When A is real and symmetric or complex Hermitian, the values of e that satisfy Av = λv are real.

Right eigenvectors, returned as a square matrix whose columns are the right eigenvectors of A or generalized right eigenvectors of the pair, (A,B). The form and normalization of V depends on the combination of input arguments:

• [V,D] = eig(A) returns matrix V, whose columns are the right eigenvectors of A such that A*V = V*D. The eigenvectors in V are normalized so that the 2-norm of each is 1.

If A is real symmetric, then the right eigenvectors, V, are orthonormal.

• [V,D] = eig(A,'nobalance') also returns matrix V. However, the 2-norm of each eigenvector is not necessarily 1.

• [V,D] = eig(A,B) and [V,D] = eig(A,B,algorithm) returns V as a matrix whose columns are the generalized right eigenvectors that satisfy A*V = B*V*D. The 2-norm of each eigenvector is not necessarily 1. In this case, D contains the generalized eigenvalues of the pair, (A,B), along the main diagonal.

When eig uses the 'chol' algorithm with symmetric (Hermitian) A and symmetric (Hermitian) positive definite B, it normalizes the eigenvectors in V so that the B-norm of each is 1.

Different machines and releases of MATLAB® can produce different eigenvectors that are still numerically accurate:

• For real eigenvectors, the sign of the eigenvectors can change.

• For complex eigenvectors, the eigenvectors can be multiplied by any complex number of magnitude 1.

• For a multiple eigenvalue, its eigenvectors can be recombined through linear combinations. For example, if Ax = λx and Ay = λy, then A(x+y) = λ(x+y), so x+y also is an eigenvector of A.

Eigenvalues, returned as a diagonal matrix with the eigenvalues of A on the main diagonal or the eigenvalues of the pair, (A,B), with multiplicity, on the main diagonal.

When A is real and symmetric or complex Hermitian, the values of D that satisfy Av = λv are real.

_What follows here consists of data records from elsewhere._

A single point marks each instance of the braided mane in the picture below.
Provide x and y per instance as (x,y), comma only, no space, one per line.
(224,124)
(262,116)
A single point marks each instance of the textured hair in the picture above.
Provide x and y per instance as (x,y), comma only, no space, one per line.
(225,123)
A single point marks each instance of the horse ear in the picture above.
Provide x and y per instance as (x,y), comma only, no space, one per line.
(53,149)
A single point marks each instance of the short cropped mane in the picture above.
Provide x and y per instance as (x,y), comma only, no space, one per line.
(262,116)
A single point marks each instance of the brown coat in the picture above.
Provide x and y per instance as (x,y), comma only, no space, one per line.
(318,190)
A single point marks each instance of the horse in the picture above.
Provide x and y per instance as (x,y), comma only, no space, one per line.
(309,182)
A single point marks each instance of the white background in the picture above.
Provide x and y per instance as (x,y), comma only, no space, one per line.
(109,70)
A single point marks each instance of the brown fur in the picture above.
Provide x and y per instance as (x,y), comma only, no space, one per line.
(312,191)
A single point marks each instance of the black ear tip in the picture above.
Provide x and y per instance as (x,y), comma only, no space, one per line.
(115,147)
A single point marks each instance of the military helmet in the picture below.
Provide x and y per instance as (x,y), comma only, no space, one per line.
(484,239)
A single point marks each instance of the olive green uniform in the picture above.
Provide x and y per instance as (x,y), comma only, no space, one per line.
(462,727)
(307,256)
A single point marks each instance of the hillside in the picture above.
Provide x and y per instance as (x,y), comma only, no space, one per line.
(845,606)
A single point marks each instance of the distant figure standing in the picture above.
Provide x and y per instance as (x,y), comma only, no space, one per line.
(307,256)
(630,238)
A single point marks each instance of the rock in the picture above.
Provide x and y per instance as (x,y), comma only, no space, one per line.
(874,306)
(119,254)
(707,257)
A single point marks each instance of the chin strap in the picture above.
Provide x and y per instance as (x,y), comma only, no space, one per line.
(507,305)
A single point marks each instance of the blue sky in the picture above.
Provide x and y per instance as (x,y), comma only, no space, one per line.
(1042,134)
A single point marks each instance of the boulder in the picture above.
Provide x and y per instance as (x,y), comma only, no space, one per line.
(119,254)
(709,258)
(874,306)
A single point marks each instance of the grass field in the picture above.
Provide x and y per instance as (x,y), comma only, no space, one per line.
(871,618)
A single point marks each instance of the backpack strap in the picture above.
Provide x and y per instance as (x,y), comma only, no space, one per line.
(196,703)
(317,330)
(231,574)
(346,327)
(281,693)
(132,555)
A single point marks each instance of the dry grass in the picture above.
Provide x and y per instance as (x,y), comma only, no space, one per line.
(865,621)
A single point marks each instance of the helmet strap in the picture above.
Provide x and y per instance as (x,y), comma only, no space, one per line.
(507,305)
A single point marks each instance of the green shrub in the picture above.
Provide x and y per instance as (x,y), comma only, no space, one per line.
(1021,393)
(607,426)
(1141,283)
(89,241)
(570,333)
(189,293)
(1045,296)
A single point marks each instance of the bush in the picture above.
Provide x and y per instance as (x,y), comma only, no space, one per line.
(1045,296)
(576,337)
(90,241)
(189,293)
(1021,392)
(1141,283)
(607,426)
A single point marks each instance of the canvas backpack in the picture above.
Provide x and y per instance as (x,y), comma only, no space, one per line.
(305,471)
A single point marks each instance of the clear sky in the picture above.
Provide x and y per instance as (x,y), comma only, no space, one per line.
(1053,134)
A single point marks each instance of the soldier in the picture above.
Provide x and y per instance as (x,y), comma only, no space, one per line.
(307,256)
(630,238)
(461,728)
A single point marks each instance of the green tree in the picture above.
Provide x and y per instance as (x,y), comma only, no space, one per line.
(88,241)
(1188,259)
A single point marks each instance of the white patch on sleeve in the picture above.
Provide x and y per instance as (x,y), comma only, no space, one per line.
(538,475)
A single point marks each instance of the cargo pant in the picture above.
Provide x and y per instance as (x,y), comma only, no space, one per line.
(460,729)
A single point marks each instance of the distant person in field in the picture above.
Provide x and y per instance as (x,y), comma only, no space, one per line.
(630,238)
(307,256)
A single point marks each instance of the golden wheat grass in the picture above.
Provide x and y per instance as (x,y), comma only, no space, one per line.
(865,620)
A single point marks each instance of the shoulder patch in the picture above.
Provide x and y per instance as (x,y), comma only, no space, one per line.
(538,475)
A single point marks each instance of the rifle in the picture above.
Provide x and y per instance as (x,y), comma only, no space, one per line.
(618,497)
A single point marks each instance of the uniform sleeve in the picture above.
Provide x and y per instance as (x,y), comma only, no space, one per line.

Left eigenvectors, returned as a square matrix whose columns are the left eigenvectors of A or generalized left eigenvectors of the pair, (A,B). The form and normalization of W depends on the combination of input arguments:

• [V,D,W] = eig(A) returns matrix W, whose columns are the left eigenvectors of A such that W'*A = D*W'. The eigenvectors in W are normalized so that the 2-norm of each is 1. If A is symmetric, then W is the same as V.

• [V,D,W] = eig(A,'nobalance') also returns matrix W. However, the 2-norm of each eigenvector is not necessarily 1.

• [V,D,W] = eig(A,B) and [V,D,W] = eig(A,B,algorithm) returns W as a matrix whose columns are the generalized left eigenvectors that satisfy W'*A = D*W'*B. The 2-norm of each eigenvector is not necessarily 1. In this case, D contains the generalized eigenvalues of the pair, (A,B), along the main diagonal.

If A and B are symmetric, then W is the same as V.

Different machines and releases of MATLAB can produce different eigenvectors that are still numerically accurate:

• For real eigenvectors, the sign of the eigenvectors can change.

• For complex eigenvectors, the eigenvectors can be multiplied by any complex number of magnitude 1.

• For a multiple eigenvalue, its eigenvectors can be recombined through linear combinations. For example, if Ax = λx and Ay = λy, then A(x+y) = λ(x+y), so x+y also is an eigenvector of A.

Tips

• The eig function can calculate the eigenvalues of sparse matrices that are real and symmetric. To calculate the eigenvectors of a sparse matrix, or to calculate the eigenvalues of a sparse matrix that is not real and symmetric, use the eigs function.